Viny was hurrying, plashing the water over the sides of her buckets. The importance of her mission was written in her black face.
“She’s awful thirsty,” she called to Peter in guarded tones. “Nan called me to fetch some fraish water fum de well.”
Peter took the water that had been brought from the semi-cesspool at the end of the street. Viny hurried across the street to home and to bed. With the habitual twinge of his sanitary conscience, Peter considered the water in the buckets.
“We’ll have to boil this,” he said to the doctor.
“Boil it?” repeated Jallup, blankly. Then, he added: “Oh, yes—boil. Certainly.”
* * * * *
A repellent odor of burned paper, breathed air, and smoky lights filled the close room. Nan had lighted another lamp and now the place was discernible in a dull yellow glow. In the corner lay a half-burned wisp of paper. Nan herself stood by the mound on the bed, putting straight the quilts that her patient had twisted awry.
“She sho am bad, Doctor,” said the colored woman, with big eyes.
Seen in the light, Dr. Jallup was a little sandy-bearded man with a round, simple face, oddly overlaid with that inscrutability carefully cultivated by country doctors. With professional cheeriness, he approached the mound of bedclothes.
“A little under the weather, Aunt Ca’line?” He slipped his fingers alongside her throat to test her temperature, at the same time drawing a thermometer from his waistcoat pocket.
The old negress stirred, and looked up out of sick eyes.
“Doctor,” she gasped, “I sho got a misery heah.” She indicated her stomach.
“How do you feel?” he asked hopefully.
The woman panted, then whispered:
“Lak a knife was a-cuttin’ an’ a-tearin’ out my innards.” She rested, then added, “Not so bad now; feels mo’ lak somp’n’s tearin’ in de nex’ room.”
“Like something tearing in the next room?” repeated Jallup, emptily.
“Yes, suh,” she whispered. “I jes can feel hit—away off, lak.”
The doctor attempted to take her temperature, but the thermometer in her mouth immediately nauseated her, so he slipped the instrument under her arm.
Old Caroline groaned at the slightest exertion, then, as she tossed her black head, she caught a glimpse of old Captain Renfrew.
She halted abruptly in her restlessness, stared at the old gentleman, wet her dry lips with a queer brown-furred tongue.

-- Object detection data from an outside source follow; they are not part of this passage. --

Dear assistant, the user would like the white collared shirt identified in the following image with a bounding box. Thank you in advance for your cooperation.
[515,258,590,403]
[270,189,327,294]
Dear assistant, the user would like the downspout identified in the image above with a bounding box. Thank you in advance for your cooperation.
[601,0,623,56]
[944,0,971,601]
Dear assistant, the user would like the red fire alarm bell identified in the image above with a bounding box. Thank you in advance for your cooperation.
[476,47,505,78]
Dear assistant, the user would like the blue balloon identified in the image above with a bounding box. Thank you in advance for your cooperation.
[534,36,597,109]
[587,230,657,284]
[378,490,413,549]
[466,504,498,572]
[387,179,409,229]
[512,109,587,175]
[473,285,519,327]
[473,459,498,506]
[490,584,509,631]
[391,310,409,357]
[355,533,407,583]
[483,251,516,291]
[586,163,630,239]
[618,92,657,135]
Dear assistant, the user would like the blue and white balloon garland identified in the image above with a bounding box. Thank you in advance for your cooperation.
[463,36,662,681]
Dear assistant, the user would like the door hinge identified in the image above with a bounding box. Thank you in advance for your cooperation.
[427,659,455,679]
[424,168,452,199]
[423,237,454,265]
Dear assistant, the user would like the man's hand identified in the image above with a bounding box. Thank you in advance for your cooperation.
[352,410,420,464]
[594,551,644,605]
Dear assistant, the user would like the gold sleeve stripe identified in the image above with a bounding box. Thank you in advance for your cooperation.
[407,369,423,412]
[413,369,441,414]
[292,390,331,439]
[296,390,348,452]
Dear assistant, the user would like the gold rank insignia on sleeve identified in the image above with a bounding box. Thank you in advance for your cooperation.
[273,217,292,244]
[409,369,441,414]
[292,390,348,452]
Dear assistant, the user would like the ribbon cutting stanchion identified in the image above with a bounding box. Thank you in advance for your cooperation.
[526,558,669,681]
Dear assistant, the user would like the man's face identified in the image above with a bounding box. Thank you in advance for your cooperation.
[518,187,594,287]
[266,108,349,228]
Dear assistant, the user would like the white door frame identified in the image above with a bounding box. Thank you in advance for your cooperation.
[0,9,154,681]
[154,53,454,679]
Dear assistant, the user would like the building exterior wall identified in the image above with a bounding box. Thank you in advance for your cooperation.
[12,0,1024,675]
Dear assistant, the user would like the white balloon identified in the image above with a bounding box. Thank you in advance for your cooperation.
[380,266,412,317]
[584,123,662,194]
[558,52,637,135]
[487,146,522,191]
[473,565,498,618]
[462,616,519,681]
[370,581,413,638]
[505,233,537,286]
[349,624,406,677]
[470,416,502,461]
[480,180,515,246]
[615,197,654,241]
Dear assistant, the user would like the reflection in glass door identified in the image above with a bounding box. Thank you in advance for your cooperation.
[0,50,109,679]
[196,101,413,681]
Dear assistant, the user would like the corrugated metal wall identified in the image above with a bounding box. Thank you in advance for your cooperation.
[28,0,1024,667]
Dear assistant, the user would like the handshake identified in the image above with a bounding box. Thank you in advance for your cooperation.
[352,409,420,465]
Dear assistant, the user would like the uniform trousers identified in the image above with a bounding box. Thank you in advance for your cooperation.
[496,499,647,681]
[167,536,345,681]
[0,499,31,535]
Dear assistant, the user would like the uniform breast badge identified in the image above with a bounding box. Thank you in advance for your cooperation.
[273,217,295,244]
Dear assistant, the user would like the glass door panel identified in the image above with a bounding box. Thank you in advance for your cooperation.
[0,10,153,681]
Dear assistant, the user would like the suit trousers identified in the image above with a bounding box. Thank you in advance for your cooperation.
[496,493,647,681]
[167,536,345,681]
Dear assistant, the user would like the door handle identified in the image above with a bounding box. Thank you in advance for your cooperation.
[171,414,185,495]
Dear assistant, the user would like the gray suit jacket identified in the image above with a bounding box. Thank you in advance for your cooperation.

“Is dat you, Mars’ Milt?” she gasped in feeble astonishment. A moment later she guessed the truth. “I s’pose you had to bring de doctor. ‘Fo’ Gawd, Mars’ Milt—” She lay staring, with the covers rising and falling as she gasped for breath. Her feverish eyes shifted back and forth between the grim old gentleman and the tall, broad-shouldered brown man at the foot of her bed. She drew a baggy black arm from under the cover.